Option 1 — Try the official fix: build in your real env (no isolation)
This directly addresses the ModuleNotFoundError: No module named 'torch'.
-
Activate your env:
conda activate longcat-video
-
Make sure basic build tools are up to date:
python -m pip install --upgrade pip setuptools wheel
-
Install FlashAttention without build isolation:
python -m pip install --no-build-isolation "flash-attn==2.7.4.post1"
or (same thing, different spelling):
python -m pip install --no-build-isolation "flash_attn==2.7.4.post1"
This is exactly what the FlashAttention docs and multiple answers recommend when you see the “No module named ‘torch’” error. (PyPI)
-
If that succeeds, then:
python -m pip install -r requirements.txt
What can still go wrong:
- On Windows, this may now progress past the “torch missing” phase and then fail with MSVC/NVCC errors, RAM issues, etc.

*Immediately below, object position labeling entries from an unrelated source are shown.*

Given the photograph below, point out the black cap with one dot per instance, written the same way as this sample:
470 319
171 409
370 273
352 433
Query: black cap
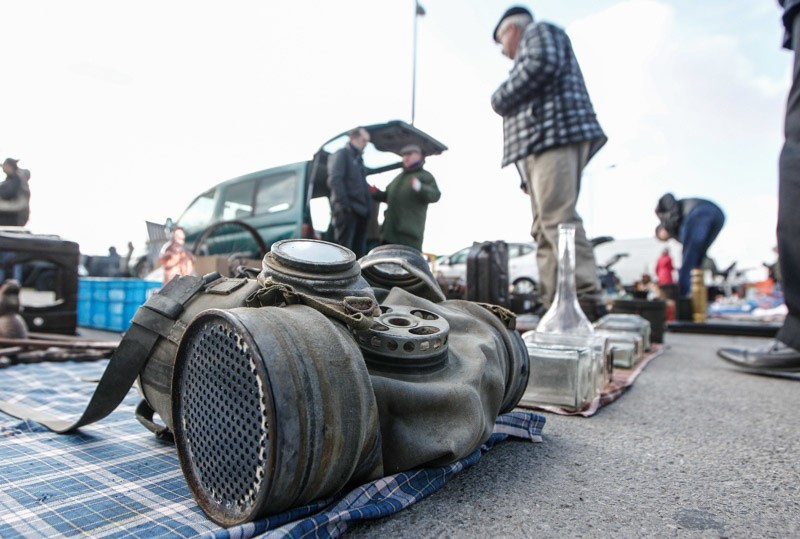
510 12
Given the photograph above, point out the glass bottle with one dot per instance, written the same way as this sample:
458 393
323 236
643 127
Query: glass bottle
699 295
565 315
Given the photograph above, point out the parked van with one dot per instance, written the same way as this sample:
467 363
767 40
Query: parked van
246 215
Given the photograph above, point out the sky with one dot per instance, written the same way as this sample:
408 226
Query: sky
124 112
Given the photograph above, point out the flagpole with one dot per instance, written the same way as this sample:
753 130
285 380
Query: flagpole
418 12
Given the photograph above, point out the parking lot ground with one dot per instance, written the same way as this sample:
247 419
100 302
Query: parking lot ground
693 449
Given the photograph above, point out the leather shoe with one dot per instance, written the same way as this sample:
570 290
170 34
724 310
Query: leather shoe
776 356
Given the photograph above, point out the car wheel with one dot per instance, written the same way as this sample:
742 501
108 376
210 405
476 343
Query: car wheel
523 286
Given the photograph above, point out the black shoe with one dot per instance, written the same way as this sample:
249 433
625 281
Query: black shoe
776 356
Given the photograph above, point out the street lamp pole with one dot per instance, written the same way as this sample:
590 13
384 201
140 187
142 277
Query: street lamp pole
419 11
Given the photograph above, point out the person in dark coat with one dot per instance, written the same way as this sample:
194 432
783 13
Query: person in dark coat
351 200
783 354
407 198
14 195
550 133
695 223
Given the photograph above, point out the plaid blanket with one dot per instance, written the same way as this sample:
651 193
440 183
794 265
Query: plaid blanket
115 479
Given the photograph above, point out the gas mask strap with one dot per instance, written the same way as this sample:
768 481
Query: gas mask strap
506 316
354 311
127 361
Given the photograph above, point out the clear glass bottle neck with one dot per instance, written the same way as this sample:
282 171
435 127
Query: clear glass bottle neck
565 315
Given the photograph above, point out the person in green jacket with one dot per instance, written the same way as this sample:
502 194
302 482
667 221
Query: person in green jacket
407 198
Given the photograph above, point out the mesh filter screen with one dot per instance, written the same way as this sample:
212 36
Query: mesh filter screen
225 415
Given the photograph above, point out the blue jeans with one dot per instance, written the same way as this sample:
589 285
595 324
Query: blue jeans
698 231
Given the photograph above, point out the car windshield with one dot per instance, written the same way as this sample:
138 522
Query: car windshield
200 213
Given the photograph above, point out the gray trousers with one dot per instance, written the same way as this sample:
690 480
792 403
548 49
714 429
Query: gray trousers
553 179
789 202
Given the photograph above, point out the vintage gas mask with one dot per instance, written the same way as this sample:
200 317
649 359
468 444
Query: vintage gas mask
290 387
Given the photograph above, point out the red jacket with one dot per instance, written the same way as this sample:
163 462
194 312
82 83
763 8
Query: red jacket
664 269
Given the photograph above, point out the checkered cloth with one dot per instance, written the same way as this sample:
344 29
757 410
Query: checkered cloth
115 479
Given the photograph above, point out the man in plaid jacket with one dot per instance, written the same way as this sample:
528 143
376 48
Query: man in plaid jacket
550 133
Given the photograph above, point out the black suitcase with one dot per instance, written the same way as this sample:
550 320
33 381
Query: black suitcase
487 273
47 269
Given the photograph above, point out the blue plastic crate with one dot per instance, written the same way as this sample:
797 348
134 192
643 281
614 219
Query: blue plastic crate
110 304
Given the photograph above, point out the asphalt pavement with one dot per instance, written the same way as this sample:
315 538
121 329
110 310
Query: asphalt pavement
693 449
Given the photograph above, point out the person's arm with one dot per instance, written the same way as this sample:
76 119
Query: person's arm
337 168
9 189
428 190
539 61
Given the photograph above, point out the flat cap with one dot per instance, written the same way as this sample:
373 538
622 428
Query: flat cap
510 12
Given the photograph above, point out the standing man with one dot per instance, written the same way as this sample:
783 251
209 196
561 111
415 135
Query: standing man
407 198
695 222
784 353
551 132
14 195
351 200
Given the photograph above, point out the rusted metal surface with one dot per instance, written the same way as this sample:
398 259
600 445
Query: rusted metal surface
267 418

Guides warn that building from source can take 1–3+ hours and is sensitive to toolchain setup. (Reddit)
If your goal is to experiment quickly and not debug compilers, you may prefer Options 2 or 3 instead.
Option 2 — Install a prebuilt FlashAttention wheel for your exact stack
This avoids compiling on Windows entirely.
There is a dedicated repo mjun0812/flash-attention-prebuild-wheels that publishes prebuilt wheels for Linux and Windows. The latest release (v0.4.19) explicitly lists Windows wheels for:
- FlashAttention: 2.7.4.post1, 2.8.3
- Python: 3.10, 3.11, 3.12, 3.13
- PyTorch: 2.5, 2.6, 2.7, 2.8, 2.9
- CUDA: 12.4, 12.6, 13.0 (GitHub)
That perfectly matches:
- Python 3.10
- Torch 2.6.0+cu124
- CUDA 12.4
- FlashAttention 2.7.4.post1
Typical procedure:
-
Stay with your current env:
conda activate longcat-video
-
Visit the v0.4.19 release page for mjun0812/flash-attention-prebuild-wheels. (GitHub)
-
Download the .whl whose filename encodes:
flash_attn-2.7.4.post1
cp310 (Python 3.10)
torch2.6 (or similar)
cu124
win_amd64
-
Install it directly:
python -m pip install "C:\path\to\flash_attn-2.7.4.post1-...-cp310-cp310-win_amd64.whl"
-
Verify:
python -c "import flash_attn; print('flash_attn OK')"
-
Then:
python -m pip install -r requirements.txt
This way, pip sees that flash-attn==2.7.4.post1 is already installed and does not try to build it again.
Alternatives:
Tradeoffs:
- You must ensure the wheel’s Python, Torch, and CUDA versions match your environment exactly. If they don’t, you’ll get import or runtime errors.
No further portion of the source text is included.